|
Marko VukolićEmail: vukolic (a t) acm ( d0t ) org |
[ Highlights ] [ Short bio ] [ Research Interests] [ Activities ] [ Publications ]
Why Bitcoin actually does not waste energy? How do we define decentralization? What is Inclusiveness and why is Proof-of-Work more decentralized than Proof-of-Stake? How could we go about building secure and scalable decentralized cloud computing?
Read about my view on these intriguing questions in my invited position paper which appeared in the October 2021 issue of the Bulletin of the EATCS.
Since mid-2021, I am an independent computer scientist, offering expertise, consulting and R&D services in the broad domain of decentralized systems. Prior to this I was a Principal Research Staff Member in IBM Research Zurich, where I worked from 2015-2021 and earlier as a PostDoc (2008-2010). In the meantime, I was a tenured faculty at EURECOM (2010-2014), and a visiting professor at Systems Group @ ETH Zurich (2014).
I obtained a Doctor of Science (PhD) degree in Distributed Systems from EPFL in the Distributed Programming Laboratory (LPD) in 2008, with my PhD thesis being on Byzantine fault-tolerant (BFT) consensus, state-machine replication and data storage.

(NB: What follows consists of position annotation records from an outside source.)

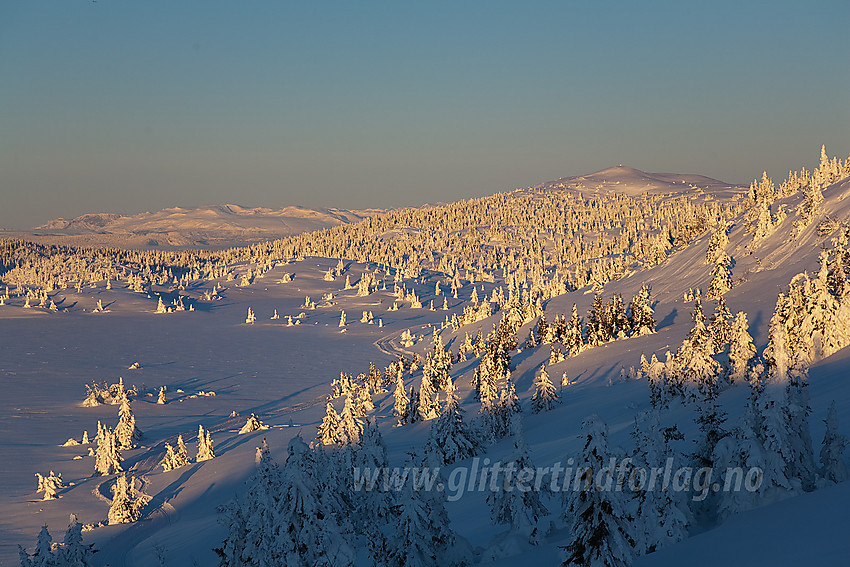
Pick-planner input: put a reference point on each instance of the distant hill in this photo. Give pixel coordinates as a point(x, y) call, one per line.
point(622, 179)
point(205, 226)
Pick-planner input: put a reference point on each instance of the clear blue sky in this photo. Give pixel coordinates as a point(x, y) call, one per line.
point(134, 105)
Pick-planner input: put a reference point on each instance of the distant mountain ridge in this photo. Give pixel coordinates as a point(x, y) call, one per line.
point(209, 225)
point(631, 181)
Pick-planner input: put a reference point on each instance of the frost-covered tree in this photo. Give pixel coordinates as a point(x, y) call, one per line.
point(351, 421)
point(49, 484)
point(601, 523)
point(107, 454)
point(660, 520)
point(517, 504)
point(833, 467)
point(742, 351)
point(401, 402)
point(720, 326)
point(641, 315)
point(718, 241)
point(428, 404)
point(205, 445)
point(175, 457)
point(421, 535)
point(694, 361)
point(252, 424)
point(721, 276)
point(73, 552)
point(545, 395)
point(450, 438)
point(126, 432)
point(127, 501)
point(328, 431)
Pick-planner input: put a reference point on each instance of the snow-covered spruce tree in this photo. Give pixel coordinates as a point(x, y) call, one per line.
point(254, 536)
point(49, 484)
point(545, 395)
point(517, 504)
point(695, 365)
point(421, 534)
point(428, 404)
point(716, 244)
point(833, 467)
point(328, 430)
point(127, 502)
point(370, 502)
point(661, 521)
point(107, 455)
point(252, 424)
point(573, 339)
point(721, 276)
point(450, 438)
point(43, 555)
point(73, 552)
point(126, 432)
point(641, 315)
point(720, 325)
point(175, 457)
point(599, 535)
point(205, 445)
point(351, 421)
point(742, 351)
point(304, 532)
point(401, 402)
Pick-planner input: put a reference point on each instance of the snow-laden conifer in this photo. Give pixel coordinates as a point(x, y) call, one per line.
point(833, 466)
point(205, 445)
point(127, 501)
point(545, 395)
point(600, 522)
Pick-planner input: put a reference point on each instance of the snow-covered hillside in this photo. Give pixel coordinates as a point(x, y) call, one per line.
point(208, 226)
point(415, 337)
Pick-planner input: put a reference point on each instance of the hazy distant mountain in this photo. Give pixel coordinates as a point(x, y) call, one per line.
point(211, 225)
point(622, 179)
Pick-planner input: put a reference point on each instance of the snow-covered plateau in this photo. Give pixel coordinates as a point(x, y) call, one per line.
point(540, 355)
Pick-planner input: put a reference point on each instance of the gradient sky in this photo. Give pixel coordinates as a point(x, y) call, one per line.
point(126, 106)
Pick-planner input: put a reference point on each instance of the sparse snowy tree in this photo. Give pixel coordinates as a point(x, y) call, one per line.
point(833, 467)
point(721, 276)
point(126, 432)
point(401, 402)
point(205, 445)
point(450, 437)
point(641, 315)
point(49, 484)
point(107, 455)
point(518, 504)
point(545, 395)
point(742, 351)
point(661, 521)
point(601, 524)
point(252, 424)
point(127, 502)
point(328, 433)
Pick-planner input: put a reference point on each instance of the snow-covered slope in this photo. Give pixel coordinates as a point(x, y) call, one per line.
point(213, 225)
point(631, 181)
point(281, 369)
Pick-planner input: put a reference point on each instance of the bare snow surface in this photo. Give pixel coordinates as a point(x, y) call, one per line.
point(282, 373)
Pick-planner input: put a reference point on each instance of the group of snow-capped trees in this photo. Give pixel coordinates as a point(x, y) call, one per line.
point(72, 552)
point(309, 512)
point(542, 242)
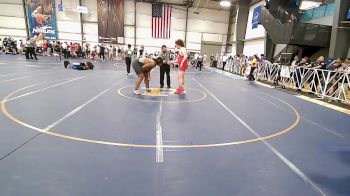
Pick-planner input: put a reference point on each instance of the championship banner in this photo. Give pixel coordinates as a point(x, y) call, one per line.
point(256, 17)
point(110, 15)
point(42, 19)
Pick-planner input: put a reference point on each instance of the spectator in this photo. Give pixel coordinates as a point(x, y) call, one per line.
point(65, 50)
point(128, 56)
point(293, 18)
point(165, 67)
point(200, 60)
point(253, 66)
point(319, 64)
point(142, 48)
point(243, 63)
point(102, 52)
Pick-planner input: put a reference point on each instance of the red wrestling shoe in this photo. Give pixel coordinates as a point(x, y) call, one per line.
point(180, 90)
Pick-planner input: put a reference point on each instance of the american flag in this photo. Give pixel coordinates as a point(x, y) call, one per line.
point(161, 21)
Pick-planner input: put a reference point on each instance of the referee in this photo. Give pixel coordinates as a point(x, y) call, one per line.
point(165, 67)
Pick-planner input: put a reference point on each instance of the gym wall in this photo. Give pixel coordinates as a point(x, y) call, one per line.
point(254, 38)
point(207, 26)
point(12, 19)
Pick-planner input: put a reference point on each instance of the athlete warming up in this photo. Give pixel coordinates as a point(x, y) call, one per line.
point(183, 65)
point(143, 67)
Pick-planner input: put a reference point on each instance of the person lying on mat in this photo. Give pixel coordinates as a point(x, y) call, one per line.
point(143, 67)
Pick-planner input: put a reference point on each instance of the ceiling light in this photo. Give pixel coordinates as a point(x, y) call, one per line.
point(225, 3)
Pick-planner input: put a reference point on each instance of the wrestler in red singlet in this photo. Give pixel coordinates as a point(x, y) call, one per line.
point(183, 65)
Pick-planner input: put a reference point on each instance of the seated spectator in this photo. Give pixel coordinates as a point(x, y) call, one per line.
point(292, 18)
point(334, 65)
point(305, 61)
point(319, 64)
point(345, 67)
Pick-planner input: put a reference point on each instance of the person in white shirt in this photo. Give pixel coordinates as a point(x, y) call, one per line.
point(224, 60)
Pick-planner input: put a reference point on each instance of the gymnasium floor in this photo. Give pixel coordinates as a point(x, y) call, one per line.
point(68, 132)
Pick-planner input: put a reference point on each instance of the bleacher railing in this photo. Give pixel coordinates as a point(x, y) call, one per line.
point(325, 84)
point(318, 12)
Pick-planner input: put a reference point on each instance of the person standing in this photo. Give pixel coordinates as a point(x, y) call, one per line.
point(65, 50)
point(142, 48)
point(242, 64)
point(128, 56)
point(199, 61)
point(102, 52)
point(165, 67)
point(253, 66)
point(183, 65)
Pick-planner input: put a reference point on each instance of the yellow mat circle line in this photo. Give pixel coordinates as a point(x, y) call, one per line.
point(53, 133)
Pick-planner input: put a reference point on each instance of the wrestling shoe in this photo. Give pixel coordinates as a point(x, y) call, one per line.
point(137, 92)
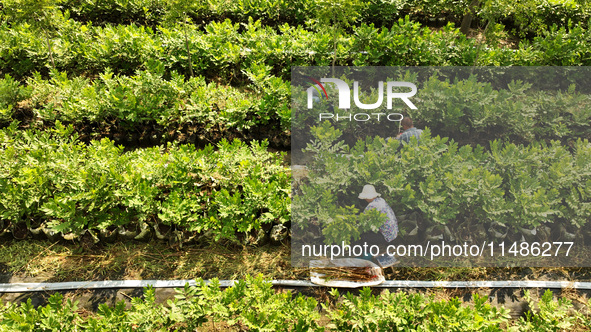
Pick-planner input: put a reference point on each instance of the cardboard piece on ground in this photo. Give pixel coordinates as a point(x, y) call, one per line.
point(318, 278)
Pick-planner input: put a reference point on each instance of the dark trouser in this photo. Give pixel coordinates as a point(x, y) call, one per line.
point(371, 239)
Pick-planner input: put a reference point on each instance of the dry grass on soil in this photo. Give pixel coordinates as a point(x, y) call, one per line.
point(46, 261)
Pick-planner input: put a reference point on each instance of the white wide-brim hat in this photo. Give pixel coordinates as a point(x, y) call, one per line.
point(368, 192)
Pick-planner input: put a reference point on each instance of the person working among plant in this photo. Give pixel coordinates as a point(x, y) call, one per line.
point(388, 231)
point(409, 131)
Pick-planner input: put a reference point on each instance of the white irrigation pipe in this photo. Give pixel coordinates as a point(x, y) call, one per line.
point(56, 286)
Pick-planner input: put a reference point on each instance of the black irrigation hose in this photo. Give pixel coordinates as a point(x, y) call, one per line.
point(109, 284)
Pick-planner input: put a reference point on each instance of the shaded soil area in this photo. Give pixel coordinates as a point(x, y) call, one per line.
point(59, 261)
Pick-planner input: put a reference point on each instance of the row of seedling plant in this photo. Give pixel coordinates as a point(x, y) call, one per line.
point(523, 18)
point(226, 48)
point(252, 304)
point(467, 109)
point(52, 183)
point(540, 191)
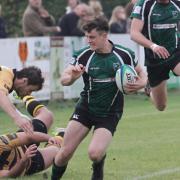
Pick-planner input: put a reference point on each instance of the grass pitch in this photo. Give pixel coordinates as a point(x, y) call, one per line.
point(146, 144)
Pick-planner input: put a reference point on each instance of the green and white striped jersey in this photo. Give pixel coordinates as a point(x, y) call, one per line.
point(160, 26)
point(100, 95)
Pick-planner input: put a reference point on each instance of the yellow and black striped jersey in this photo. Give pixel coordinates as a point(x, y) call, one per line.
point(10, 152)
point(6, 79)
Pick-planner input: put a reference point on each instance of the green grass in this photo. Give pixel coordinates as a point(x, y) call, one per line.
point(146, 144)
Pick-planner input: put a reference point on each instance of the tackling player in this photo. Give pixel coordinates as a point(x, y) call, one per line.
point(23, 82)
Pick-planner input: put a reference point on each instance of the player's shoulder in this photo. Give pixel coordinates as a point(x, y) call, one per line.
point(83, 52)
point(123, 48)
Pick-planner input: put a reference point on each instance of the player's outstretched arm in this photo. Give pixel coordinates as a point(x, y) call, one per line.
point(141, 80)
point(71, 73)
point(36, 137)
point(10, 109)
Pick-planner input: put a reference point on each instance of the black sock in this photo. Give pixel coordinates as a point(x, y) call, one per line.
point(98, 168)
point(57, 171)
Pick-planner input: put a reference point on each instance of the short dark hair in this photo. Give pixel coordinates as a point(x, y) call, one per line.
point(33, 74)
point(99, 23)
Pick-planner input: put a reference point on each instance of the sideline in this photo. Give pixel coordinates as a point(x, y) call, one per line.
point(158, 173)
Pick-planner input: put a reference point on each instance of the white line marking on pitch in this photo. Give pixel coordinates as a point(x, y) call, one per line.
point(159, 173)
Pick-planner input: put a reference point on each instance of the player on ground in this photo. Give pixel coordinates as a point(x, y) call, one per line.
point(23, 82)
point(101, 103)
point(18, 159)
point(154, 26)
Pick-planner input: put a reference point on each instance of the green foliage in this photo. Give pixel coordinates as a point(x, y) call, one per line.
point(12, 11)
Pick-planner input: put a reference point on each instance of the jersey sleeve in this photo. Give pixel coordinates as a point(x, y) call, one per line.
point(6, 79)
point(138, 10)
point(77, 54)
point(133, 58)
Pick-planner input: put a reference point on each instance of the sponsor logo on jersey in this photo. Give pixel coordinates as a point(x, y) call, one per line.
point(94, 68)
point(75, 116)
point(137, 10)
point(116, 66)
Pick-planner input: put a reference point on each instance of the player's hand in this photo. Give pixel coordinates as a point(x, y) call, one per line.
point(137, 85)
point(25, 124)
point(30, 152)
point(78, 70)
point(161, 51)
point(55, 140)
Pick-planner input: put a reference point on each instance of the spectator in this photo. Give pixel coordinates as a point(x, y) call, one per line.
point(37, 21)
point(129, 7)
point(86, 18)
point(97, 7)
point(71, 5)
point(69, 22)
point(118, 20)
point(3, 33)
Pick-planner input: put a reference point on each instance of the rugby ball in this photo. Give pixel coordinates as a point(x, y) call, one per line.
point(126, 74)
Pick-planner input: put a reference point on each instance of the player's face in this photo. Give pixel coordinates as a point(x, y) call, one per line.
point(96, 39)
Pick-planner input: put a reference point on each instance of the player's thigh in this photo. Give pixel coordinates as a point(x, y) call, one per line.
point(48, 155)
point(45, 116)
point(176, 70)
point(75, 133)
point(159, 93)
point(100, 141)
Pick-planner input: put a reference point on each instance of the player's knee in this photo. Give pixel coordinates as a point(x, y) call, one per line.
point(95, 154)
point(65, 154)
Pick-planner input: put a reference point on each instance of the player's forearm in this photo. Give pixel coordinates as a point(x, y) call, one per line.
point(40, 137)
point(8, 107)
point(36, 137)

Before PhD, I graduated from EPFL Doctoral
School in Computer and Communication Sciences in 2003 and obtained a dipl.ing. degree in Electrical Engineering (Telecommunications) from School of Electrical Engineering, University of Belgrade, in 2001.
My main research interest is in decentralized systems, that is in distributed systems that span multiple administrative and trust domains (e.g., permissionless and permissioned blockchain systems). This fascinating area of computer and communication sciences blends (Byzantine) fault-tolerant distributed systems, planet-scale computer networking, security, data privacy, applied cryptography, game theory and economics.
I am basically interested in ``decentralizing everything'', including payment and financial systems, cloud computing and machine learning/AI.
My motivation for doing research in decentralized systems, beyond pure intelectual and engineering challenges, is that I believe this technology can help bring more good to life on planet Earth. The link might not be immediately evident, but it is enlightening to realize.